In a laboratory at Nottingham Trent University, a tiny device is doing something that would have seemed impossible just years ago: reshaping itself every 20 milliseconds to perform completely different optical functions. No mechanical parts. No bulky lenses. Just light, reshaped on command.
The technology behind this feat is called a virtual metasurface—a flat, programmable surface that can bend, focus, and steer light in ways traditional optics cannot. Unlike physical metasurfaces, which are fixed once manufactured, these virtual versions exist as patterns projected onto a device called a spatial light modulator, which controls light pixel by pixel, faster than the blink of an eye.
The breakthrough, published in the journal Advanced Photonics Nexus, could mark the moment metasurfaces move from laboratory curiosity to real-world technology. "This new category of emulated, virtual metasurfaces can be a game-changer," said Professor Mohsen Rahmani, a nanotechnology and photonics researcher at Nottingham Trent. He draws an analogy to the transition from the physical universe to the metaverse: a digital world that mimics reality without being constrained by it.
The implications are significant. Traditional infrared cameras require expensive semiconductor sensors and bulky separate optics to capture invisible infrared light. The new approach bypasses this entirely—turning infrared signals into visible wavelengths that any standard camera can detect, while simultaneously adjusting focal lengths on demand. Conventional lenses and mirrors cannot perform both functions at once.
The team, working with collaborators at the University of Brescia in Italy and Nankai University in China, demonstrated the technology by generating images at arbitrary focal lengths and converting invisible infrared into visible pictures in real time. Metasurfaces themselves are thousands of times thinner than a human hair and can bend, color, and steer light—but their fixed nature has long been their limitation.
"Perhaps the best analogy is the transition from universe to metaverse," Rahmani said. "Our virtual metasurfaces can be dynamically reshaped every 20 milliseconds, offering a completely distinct function each time within small gadgets and devices."
Dr. Ze Zheng, the study's first author, frames the shift as analogous to moving from analog to digital. "Replacing physical metasurfaces with virtual metasurfaces can be viewed as a transition from analog optical components toward more flexible digital platforms," she said. "This approach enables compact optical systems with enhanced programmability, multifunctionality and reduced fabrication constraints, offering a promising route toward next-generation microscopes, cameras and imaging devices."

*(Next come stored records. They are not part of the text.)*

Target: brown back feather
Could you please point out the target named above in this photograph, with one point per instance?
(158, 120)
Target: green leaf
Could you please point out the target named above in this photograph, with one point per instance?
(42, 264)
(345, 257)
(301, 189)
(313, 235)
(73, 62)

Associate Professor Lei Xu adds that the virtual metasurfaces function like an imaginary toolbox containing every optical component at once. By combining them with artificial intelligence, the researchers can unlock multimodal capabilities with enormous potential for everyday applications.
The technology could eventually impact imaging and microscopy, quantum photonics, sensing, beam steering, semiconductor manufacturing, telecommunications, and holography. While additional research and development is needed before commercialization, the foundation is laid for devices that are smaller, smarter, and far more versatile than anything using today's fixed optics.